Lamezia Terme: ‘ndrangheta, 5 arresti per l’omicidio Gualtieri

Sarebbero stati individuati i mandanti e gli esecutori dell’omicidio di Federico Gualtieri, ucciso a Lamezia Terme il 27 marzo del 2007. L’uomo venne ucciso sotto gli occhi della moglie, davanti alla bancarella di frutta e verdura che aveva in una zona centrale della città. Per la DDA di Catanzaro, che ha coordinato le indagini, il delitto sarebbe maturato nell’ambito dello scontro tra cosche.
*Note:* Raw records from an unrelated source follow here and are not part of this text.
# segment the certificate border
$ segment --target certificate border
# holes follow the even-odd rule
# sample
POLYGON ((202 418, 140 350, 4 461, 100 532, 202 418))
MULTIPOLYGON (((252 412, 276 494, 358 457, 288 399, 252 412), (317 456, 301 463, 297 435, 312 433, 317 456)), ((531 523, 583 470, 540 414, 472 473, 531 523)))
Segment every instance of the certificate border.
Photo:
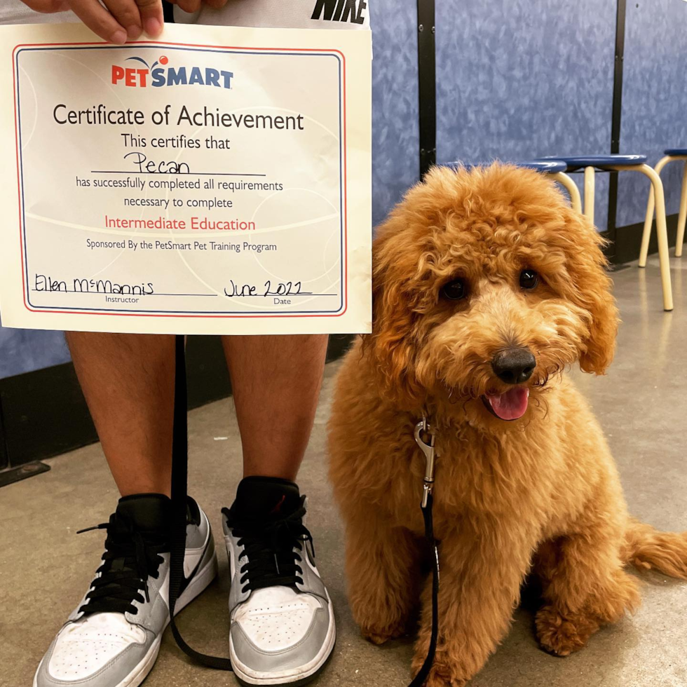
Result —
MULTIPOLYGON (((253 48, 247 46, 208 46, 202 43, 175 43, 164 41, 136 41, 127 43, 123 46, 111 46, 102 42, 82 42, 82 43, 21 43, 15 46, 12 53, 12 72, 13 81, 14 86, 14 117, 15 117, 15 139, 16 145, 17 156, 17 191, 19 196, 19 225, 20 225, 20 247, 22 252, 22 288, 23 292, 23 301, 25 308, 30 313, 50 313, 57 315, 104 315, 109 316, 124 315, 128 317, 150 317, 150 318, 210 318, 210 319, 248 319, 268 318, 339 318, 344 315, 348 308, 348 194, 347 194, 347 175, 348 170, 346 164, 346 56, 344 53, 336 48, 253 48), (296 311, 279 314, 276 313, 268 313, 264 314, 240 314, 238 313, 228 313, 217 311, 203 313, 203 312, 188 312, 184 311, 166 312, 149 312, 149 311, 99 311, 94 308, 70 308, 56 306, 50 308, 47 306, 34 306, 28 301, 27 297, 27 272, 28 265, 26 265, 25 271, 25 261, 27 259, 26 247, 25 242, 26 240, 25 234, 25 217, 24 216, 24 197, 23 197, 23 165, 21 164, 22 154, 20 148, 20 141, 21 140, 21 131, 20 123, 18 117, 20 104, 19 102, 19 55, 24 50, 60 50, 60 49, 125 49, 130 48, 134 46, 170 46, 176 50, 187 50, 196 52, 217 52, 217 53, 244 53, 256 54, 292 54, 304 53, 320 54, 323 56, 329 55, 336 57, 339 61, 339 165, 341 169, 339 189, 340 200, 339 203, 343 206, 340 208, 341 212, 341 224, 343 231, 341 232, 342 243, 342 261, 341 261, 341 282, 343 288, 341 290, 341 305, 339 310, 335 311, 296 311), (342 122, 343 120, 343 122, 342 122), (41 309, 47 308, 48 309, 41 309), (343 308, 343 309, 341 309, 343 308)), ((107 294, 104 294, 107 295, 107 294)))

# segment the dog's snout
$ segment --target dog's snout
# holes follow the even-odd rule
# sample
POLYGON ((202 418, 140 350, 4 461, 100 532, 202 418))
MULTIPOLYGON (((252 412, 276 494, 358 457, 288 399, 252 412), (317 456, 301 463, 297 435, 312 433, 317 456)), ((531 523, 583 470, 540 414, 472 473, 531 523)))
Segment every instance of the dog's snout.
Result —
POLYGON ((507 384, 522 384, 532 376, 537 361, 529 348, 510 348, 499 351, 491 360, 496 376, 507 384))

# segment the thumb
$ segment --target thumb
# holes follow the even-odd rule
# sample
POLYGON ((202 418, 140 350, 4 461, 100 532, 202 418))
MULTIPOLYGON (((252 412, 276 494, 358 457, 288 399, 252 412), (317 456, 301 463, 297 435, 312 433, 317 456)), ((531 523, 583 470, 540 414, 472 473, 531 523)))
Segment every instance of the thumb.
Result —
POLYGON ((162 0, 136 0, 136 4, 141 13, 143 30, 151 38, 157 38, 165 22, 162 0))

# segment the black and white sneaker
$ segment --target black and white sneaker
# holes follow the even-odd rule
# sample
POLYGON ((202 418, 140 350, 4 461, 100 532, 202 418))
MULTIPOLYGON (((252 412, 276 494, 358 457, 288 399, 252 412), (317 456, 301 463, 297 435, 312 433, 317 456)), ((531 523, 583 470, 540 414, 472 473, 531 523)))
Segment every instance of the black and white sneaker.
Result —
POLYGON ((293 482, 247 477, 222 513, 236 676, 265 687, 308 681, 332 653, 336 631, 304 524, 305 497, 293 482))
MULTIPOLYGON (((39 665, 34 687, 137 687, 170 620, 171 503, 163 494, 120 499, 107 524, 102 564, 39 665)), ((181 611, 215 577, 210 523, 189 498, 181 611)))

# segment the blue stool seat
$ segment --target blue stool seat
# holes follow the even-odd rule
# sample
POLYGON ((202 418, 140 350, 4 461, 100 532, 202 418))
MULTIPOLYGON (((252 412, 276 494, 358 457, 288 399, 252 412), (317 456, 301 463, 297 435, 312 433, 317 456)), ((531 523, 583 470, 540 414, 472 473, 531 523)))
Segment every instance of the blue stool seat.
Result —
POLYGON ((528 170, 536 170, 537 172, 545 172, 547 174, 556 174, 557 172, 565 172, 568 168, 567 164, 562 160, 528 160, 525 162, 516 162, 513 164, 518 167, 524 167, 528 170))
MULTIPOLYGON (((484 163, 489 164, 489 163, 484 163)), ((515 165, 516 167, 524 167, 528 170, 536 170, 537 172, 545 172, 547 174, 555 174, 557 172, 565 172, 568 165, 560 160, 526 160, 524 162, 508 162, 508 165, 515 165)), ((447 167, 456 169, 458 167, 464 167, 468 171, 473 167, 479 167, 479 163, 472 165, 466 162, 461 162, 457 160, 455 162, 447 163, 447 167)))
POLYGON ((646 155, 547 155, 540 160, 562 160, 566 163, 568 172, 574 172, 583 167, 595 167, 603 170, 618 165, 644 165, 646 155))

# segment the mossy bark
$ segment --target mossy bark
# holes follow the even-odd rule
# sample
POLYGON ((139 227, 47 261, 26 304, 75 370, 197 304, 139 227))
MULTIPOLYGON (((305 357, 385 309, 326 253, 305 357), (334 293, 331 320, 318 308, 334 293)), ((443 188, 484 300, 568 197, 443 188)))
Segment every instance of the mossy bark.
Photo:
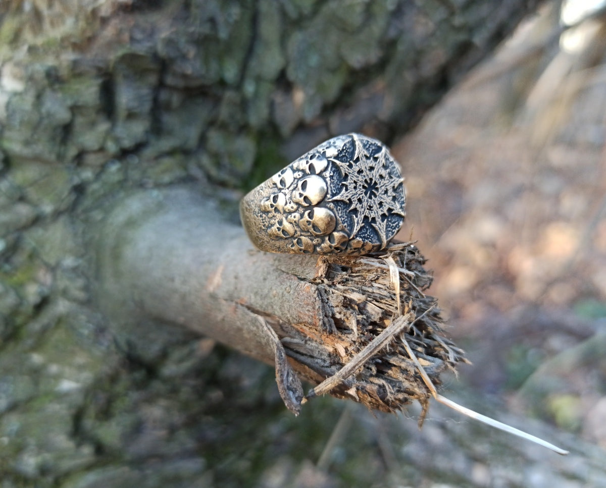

I responsabili dell’efferato assassinio sarebbero 5 pregiudicati, di cui 4 già in carcere. Si tratta di Giuseppe Giampà, figlio di Francesco, detto “il professore” e considerato il boss della cosca; Pasquale Giampà, conosciuto come “mille lire”; Aldo Notarianni e Vincenzo Bonadio, cognato del “professore”. Il quinto, arrestato nel corso di questa operazione, è Vincenzo Ventura, che avrebbe avuto un compito di supporto ai due killer che uccisero Gualtieri. Secondo l’accusa, l’omicidio fu deciso dopo che nell’ambiente criminale cittadino si era sparsa la voce che i Gualtieri-Cerra stessero per compiere un agguato ai danni di Pasquale Giampà. E ricordiamo che la guerra di mafia tra le contrapposte famiglie ha provocato oltre 50 omicidi tra il 2000 ed il 2008. Il procuratore della DDA di Catanzaro ha voluto anche spezzare una lancia a favore dei 4 tribunali calabresi a rischio chiusura, tra cui c’è anche quello lametino.